If you do nothing at expiration or the stock is put to you before expiration, yes you will have to buy the stock at the strike price of the put you sold. If the stock’s price is between the strike of the put you sold and the strike of the put you bought, at expiration, the put you purchased will be worth zero, and the put you sold will be worth whatever portion is in the money. On a $55 by $50 bull put spread where you sold the $55 put and bought the $50 put, and a stock is at $52.50 on expiration, the $55 put will be worth right at $2.50. That means you will have the stock put to you unless you do something.

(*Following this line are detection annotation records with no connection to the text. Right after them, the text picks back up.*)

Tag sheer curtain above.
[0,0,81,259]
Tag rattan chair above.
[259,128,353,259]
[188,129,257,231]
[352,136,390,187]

What we usually do in that situation is simply buy the put back at expiration for the $2.50. That means our loss is $2.50 per option plus what we paid per option on the put we bought minus the credit we took in. If we don’t buy the option back, we have to be ready to buy the stock at the price of the put we sold.

If the stock is put to us before expiration (it can and does happen if the put is well in the money), we then either can sell the put we bought and use the proceeds to help buy the stock put to us (and then we want the stock to run right back up), or we can exercise the put we bought to put the stock to someone, pocket that money and then use those proceeds to buy the stock at the higher price when it is put to us. Our loss will be the same (commissions may change that) because you still have the proceeds from the sale of the stock to another to buy the stock that is put to you. You would not do that unless the stock is below both puts in the spread, for obvious reasons. Further, you most likely have to deal with greater commissions on the stock transaction, but that is not always the case. It depends upon your commissions schedule with your broker.

We like to write spreads on strong stocks that are breaking resistance or breaking out of a solid pattern. That way, the pattern acts as support if the stock falls back on us. If the support does not hold, that is a good indication to us that we should exit the trade, usually buying back the puts we sold and letting the puts we bought increase in value if the stock continues to fall. That way we can make some of the money back or even break even on the trade. We have even made money when a stock really crashed, but that is the unusual case.

Spreads are great because they allow you to take positions and take advantage of a stock’s climb without having to put up your own money. There are traders who only trade spreads or sell puts. Spreads allow you to take advantage of this tactic if you do not have a lot of cash to put into margin. But, you have to be ready to act if the play turns against you and you are concerned about the stock being put to you.